Personally, I really like that the riser is clamped in solid. Makes both hands available during setup, gives the riser great support while pressing, and seems a lot safer to me compared to letting a bow hang in mid-air like an inline. And the riser pads/clamps double as a nice place to store your bow too, rather than hanging it on the wall. The arc-motion of the press arms seem more natural and easier on the limbs to me than the inlines' horizontal motion as well. I mounted this in a way that allows it to be rotated 360 degrees as well, so if you prefer to do your work in the vertical bow position you can do that too. I also did it this way so I could add a draw board / mechanical shooter setup to it similar to the bow-a-constrictor draw board adapter. One of these days I will get that designed and built and will post pics! Been too busy lately.

There are a lot of press designs out there and I think they all have their own advantages and people have their own personal preferences. I just liked the X-style presses best for the reasons listed above and decided to build my own.


----------



## 78mac78 (Mar 24, 2013)

Here is a pic of most of the parts....just primed everything tonight and got my press wheels from grizzly in! As you can see I didn't cut the foot off the jack and probably should have but I wanted to make sure it will all work first.
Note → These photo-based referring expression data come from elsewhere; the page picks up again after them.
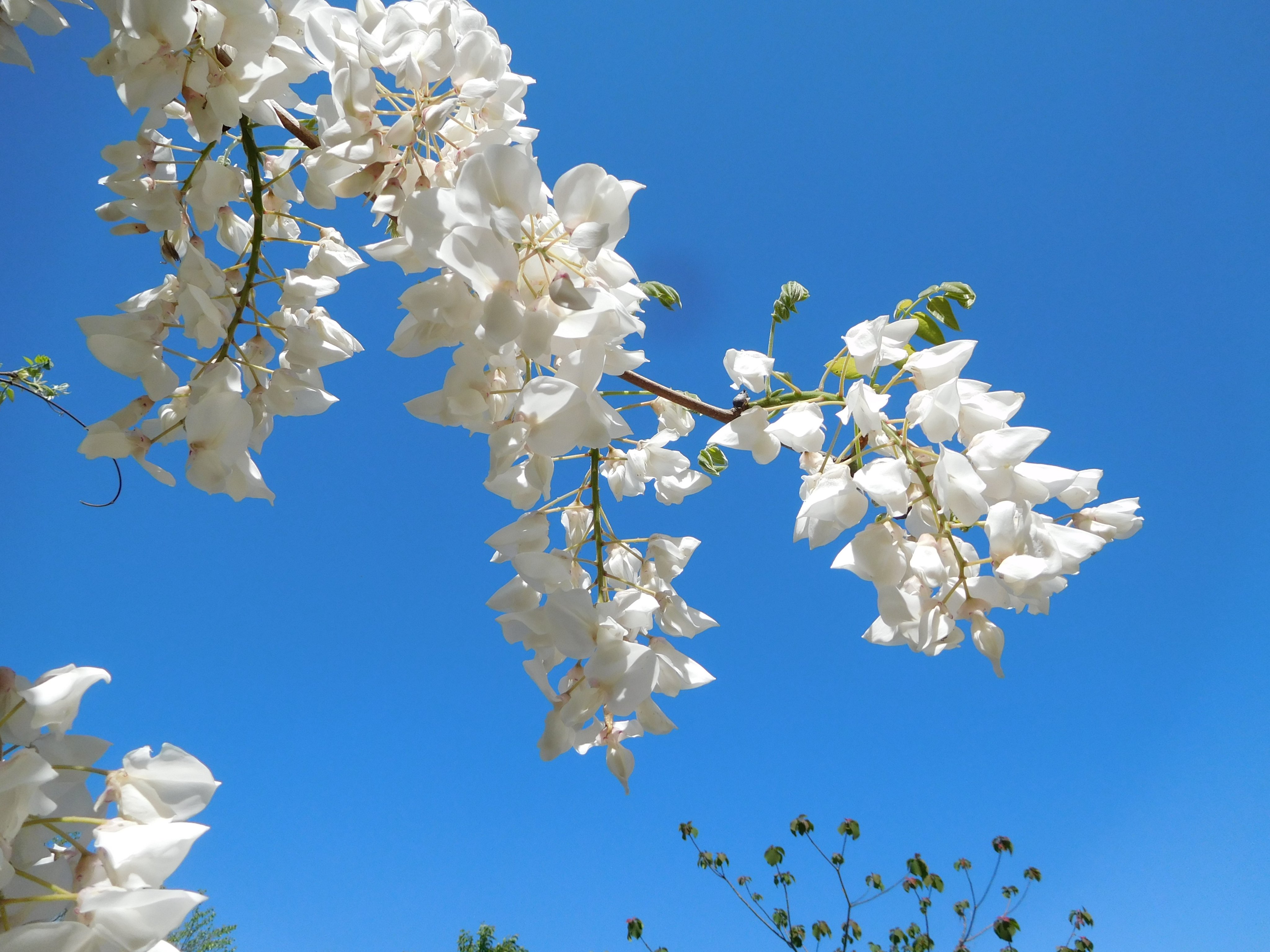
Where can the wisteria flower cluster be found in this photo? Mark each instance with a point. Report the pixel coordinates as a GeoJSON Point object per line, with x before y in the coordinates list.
{"type": "Point", "coordinates": [220, 73]}
{"type": "Point", "coordinates": [73, 878]}
{"type": "Point", "coordinates": [422, 125]}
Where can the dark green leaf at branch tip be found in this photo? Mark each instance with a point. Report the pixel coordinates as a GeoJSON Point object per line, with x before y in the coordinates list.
{"type": "Point", "coordinates": [959, 291]}
{"type": "Point", "coordinates": [1006, 928]}
{"type": "Point", "coordinates": [664, 294]}
{"type": "Point", "coordinates": [713, 460]}
{"type": "Point", "coordinates": [943, 311]}
{"type": "Point", "coordinates": [844, 367]}
{"type": "Point", "coordinates": [928, 329]}
{"type": "Point", "coordinates": [792, 295]}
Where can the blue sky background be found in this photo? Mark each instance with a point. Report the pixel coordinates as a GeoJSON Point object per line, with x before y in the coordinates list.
{"type": "Point", "coordinates": [1095, 170]}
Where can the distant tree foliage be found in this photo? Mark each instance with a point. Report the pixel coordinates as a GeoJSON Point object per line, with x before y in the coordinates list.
{"type": "Point", "coordinates": [200, 933]}
{"type": "Point", "coordinates": [484, 941]}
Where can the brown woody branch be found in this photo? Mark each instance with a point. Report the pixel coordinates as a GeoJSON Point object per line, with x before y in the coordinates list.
{"type": "Point", "coordinates": [698, 407]}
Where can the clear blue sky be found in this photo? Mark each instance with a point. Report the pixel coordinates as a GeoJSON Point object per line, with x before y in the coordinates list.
{"type": "Point", "coordinates": [1095, 170]}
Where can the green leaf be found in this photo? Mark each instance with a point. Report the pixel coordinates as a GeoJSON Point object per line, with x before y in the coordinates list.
{"type": "Point", "coordinates": [713, 460]}
{"type": "Point", "coordinates": [1006, 928]}
{"type": "Point", "coordinates": [849, 828]}
{"type": "Point", "coordinates": [928, 329]}
{"type": "Point", "coordinates": [792, 295]}
{"type": "Point", "coordinates": [844, 367]}
{"type": "Point", "coordinates": [943, 311]}
{"type": "Point", "coordinates": [959, 291]}
{"type": "Point", "coordinates": [665, 294]}
{"type": "Point", "coordinates": [917, 866]}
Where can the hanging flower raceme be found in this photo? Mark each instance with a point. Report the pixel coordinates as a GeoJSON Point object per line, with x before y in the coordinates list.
{"type": "Point", "coordinates": [77, 874]}
{"type": "Point", "coordinates": [252, 331]}
{"type": "Point", "coordinates": [972, 478]}
{"type": "Point", "coordinates": [538, 304]}
{"type": "Point", "coordinates": [524, 282]}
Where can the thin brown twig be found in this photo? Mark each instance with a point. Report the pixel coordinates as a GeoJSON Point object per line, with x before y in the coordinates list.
{"type": "Point", "coordinates": [698, 407]}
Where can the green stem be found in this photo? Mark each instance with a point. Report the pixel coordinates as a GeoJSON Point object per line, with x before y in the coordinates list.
{"type": "Point", "coordinates": [596, 513]}
{"type": "Point", "coordinates": [253, 267]}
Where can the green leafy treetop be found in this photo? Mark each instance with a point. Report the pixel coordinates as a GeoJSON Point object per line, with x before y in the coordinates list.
{"type": "Point", "coordinates": [484, 941]}
{"type": "Point", "coordinates": [200, 933]}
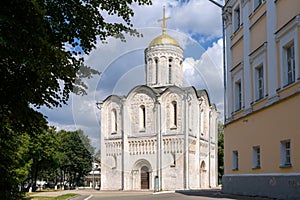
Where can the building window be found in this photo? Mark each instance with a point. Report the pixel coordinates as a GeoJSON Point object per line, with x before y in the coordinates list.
{"type": "Point", "coordinates": [257, 3]}
{"type": "Point", "coordinates": [174, 115]}
{"type": "Point", "coordinates": [156, 70]}
{"type": "Point", "coordinates": [150, 72]}
{"type": "Point", "coordinates": [170, 70]}
{"type": "Point", "coordinates": [142, 118]}
{"type": "Point", "coordinates": [285, 153]}
{"type": "Point", "coordinates": [114, 125]}
{"type": "Point", "coordinates": [238, 95]}
{"type": "Point", "coordinates": [290, 64]}
{"type": "Point", "coordinates": [236, 18]}
{"type": "Point", "coordinates": [235, 160]}
{"type": "Point", "coordinates": [259, 76]}
{"type": "Point", "coordinates": [256, 156]}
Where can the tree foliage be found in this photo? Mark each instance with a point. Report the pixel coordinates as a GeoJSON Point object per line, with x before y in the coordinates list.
{"type": "Point", "coordinates": [42, 49]}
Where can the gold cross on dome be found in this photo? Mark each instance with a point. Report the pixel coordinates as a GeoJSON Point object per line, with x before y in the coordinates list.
{"type": "Point", "coordinates": [164, 19]}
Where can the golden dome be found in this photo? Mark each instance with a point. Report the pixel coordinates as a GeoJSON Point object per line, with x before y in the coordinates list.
{"type": "Point", "coordinates": [163, 39]}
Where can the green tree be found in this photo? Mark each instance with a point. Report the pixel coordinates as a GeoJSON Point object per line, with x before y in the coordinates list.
{"type": "Point", "coordinates": [220, 151]}
{"type": "Point", "coordinates": [42, 48]}
{"type": "Point", "coordinates": [77, 159]}
{"type": "Point", "coordinates": [42, 152]}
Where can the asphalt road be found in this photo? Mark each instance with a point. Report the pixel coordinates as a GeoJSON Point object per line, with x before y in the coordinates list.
{"type": "Point", "coordinates": [189, 195]}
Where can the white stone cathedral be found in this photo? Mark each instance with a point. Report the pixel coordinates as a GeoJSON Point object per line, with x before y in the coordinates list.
{"type": "Point", "coordinates": [160, 136]}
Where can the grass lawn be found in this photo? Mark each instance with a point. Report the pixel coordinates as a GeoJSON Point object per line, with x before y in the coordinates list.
{"type": "Point", "coordinates": [61, 197]}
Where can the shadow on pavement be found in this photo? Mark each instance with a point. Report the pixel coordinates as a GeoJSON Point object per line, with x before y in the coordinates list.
{"type": "Point", "coordinates": [216, 193]}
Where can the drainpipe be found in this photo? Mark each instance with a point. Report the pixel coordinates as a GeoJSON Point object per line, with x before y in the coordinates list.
{"type": "Point", "coordinates": [209, 147]}
{"type": "Point", "coordinates": [224, 55]}
{"type": "Point", "coordinates": [159, 157]}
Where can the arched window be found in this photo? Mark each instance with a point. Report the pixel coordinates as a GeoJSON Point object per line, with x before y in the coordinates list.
{"type": "Point", "coordinates": [156, 70]}
{"type": "Point", "coordinates": [142, 118]}
{"type": "Point", "coordinates": [170, 70]}
{"type": "Point", "coordinates": [114, 122]}
{"type": "Point", "coordinates": [150, 69]}
{"type": "Point", "coordinates": [174, 115]}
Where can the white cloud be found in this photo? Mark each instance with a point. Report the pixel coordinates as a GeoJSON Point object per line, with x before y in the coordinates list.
{"type": "Point", "coordinates": [120, 65]}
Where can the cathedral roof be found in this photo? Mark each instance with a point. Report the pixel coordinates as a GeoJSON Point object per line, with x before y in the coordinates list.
{"type": "Point", "coordinates": [163, 39]}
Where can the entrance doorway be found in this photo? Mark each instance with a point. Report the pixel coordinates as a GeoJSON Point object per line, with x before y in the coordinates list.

I would definitely






do a few things over as far as the way I chose to fab everything but all in all I think it will work. Kudos to BE200 for drawings they are great.


----------



## BE2000 (Jul 13, 2011)

Looks awesome! Thanks for posting your updates. Let me know how the Grizzly press wheels work for you, I haven't tried them yet myself but I thought about getting some just to compare to the v-belt/sheave combo.


----------



## jcautrey (Apr 16, 2010)

Pm sent


----------



## redbone311 (Sep 6, 2010)

Very nice. Have you made the drawing board and shooter yet? Would love to see pics of them


----------



## BE2000 (Jul 13, 2011)

Unfortunately not yet. Had a busy winter and got side tracked on a string jig build recently. Hopefully soon though because it sure would make things a lot more efficient for me! I will make sure to post those pics when I complete that build.


----------



## 78mac78 (Mar 24, 2013)

So here is the completed press it does work not as pretty as BE2000s but it will do. As for using the hand wheels I personally would not use them again and will probably change them out at a later date. They were cheap for a reason the hub of the spoke to the outside of the wheel varied on each wheel and the original holes drill in the hub from the factory were off as well which was hard for me to try to correct. They are also super heavy and make it difficult to adjust the press due to weight and putting some bind on the sliding pieces due to the small amount of play in them. They look great though and I really like the idea of them so I am thinking I am going to look for some aluminum ones or have some custom made, the only thing I worry about with that would be the threads. As for the design/plans of the press AWESOME and were relatively simple to follow and make coming from someone who has little experience with fabrication. KUDOS to BE2000 for allowing me to get the plans and answering the questions I have hopefully my feedback on the hand wheels is well received and perhaps there are a few things I did wrong that are causing the issues I had with them. Again Thank you BE.


----------



## 78mac78 (Mar 24, 2013)

Oh and yes I know I have the holes lined up wrong on the press....have to figure out what I screwed up there.


----------



## 78mac78 (Mar 24, 2013)

Easy fix, just needed to center everything up so I labeled the press arms and made marks from the center to the outside.


----------



## BE2000 (Jul 13, 2011)

Looks great, thanks for posting! In terms of the handwheels, perhaps that is one advantage of the nylon sheaves that I overlooked: LIGHTWEIGHT.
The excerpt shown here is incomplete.